La France exploite déjà et depuis plusieurs décennies six STEPs permettant de délivrer un peu plus de 5.000 MW à la pointe. Une autre STEP pourrait être achevée en Corrèze à Rédénat (simple question de volonté politique puisque le chantier a été abandonné il y a plus de 40 ans), et certains de nos barrages pourraient être transformés et devenir ainsi des STEPs.
Les batteries stationnaires ne posent pas de problèmes d’acceptabilité sociale
Mais se poserait alors la question inéluctable de l’acceptabilité sociale et écologique de ce type de chantier quand on voit les réactions que provoquent déjà la simple construction de mégabassines. Pour créer des STEPs, ce sont des lacs artificiels noyant des milliers d’hectares qu’il faudrait créer…
L’autre solution, à privilégier donc, est celle des batteries stationnaires. Cette technologie est assez largement maîtrisée, mais le principal obstacle à son adoption était jusqu’à aujourd’hui économique.

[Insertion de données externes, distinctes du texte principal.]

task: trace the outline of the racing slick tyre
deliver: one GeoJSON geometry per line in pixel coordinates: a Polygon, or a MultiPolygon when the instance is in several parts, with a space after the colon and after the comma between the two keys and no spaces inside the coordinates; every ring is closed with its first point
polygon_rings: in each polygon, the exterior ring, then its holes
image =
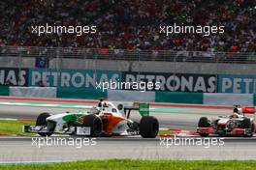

C’était extrêmement cher pour des quantités d’électricité stockées modestes. Mais l’augmentation massive et récente des capacités de production, notamment chinoises, a permis, en moins de dix ans, de diviser par dix le prix des équipements, en faisant du coup une solution plus crédible.
Même si ces installations ne pourront pas être avant longtemps à l’échelle des besoins d’un pays ou même d’une grande métropole pendant plusieurs jours, leur capacité à stabiliser les réseaux pendant quelques heures et à pérenniser ainsi les modèles économiques des renouvelables intermittents et du parc nucléaire les rend aujourd’hui indispensables.
L’angle mort des débats sur la politique énergétique
Lisser la « duck curve » en offrant une plus grande stabilité des prix permet une optimisation des coûts des sites de production. C’est de toute façon le seul moyen d’arriver à se passer des dernières centrales thermiques, véritables « centrales de pointe », qui rendent aujourd’hui des services que sont incapables de remplir les renouvelables et le nucléaire. Le stockage à une échelle suffisante le permet.
Maintenant, la question du stockage – quelle que soit la technologie utilisée – reste l’angle mort des débats sur la politique énergétique. Il est pourtant indispensable de s’en préoccuper et vite avant de connaître les mésaventures californiennes, allemandes ou espagnoles en termes d’équilibre de leurs réseaux électriques avec de lourdes conséquences économiques et sociales.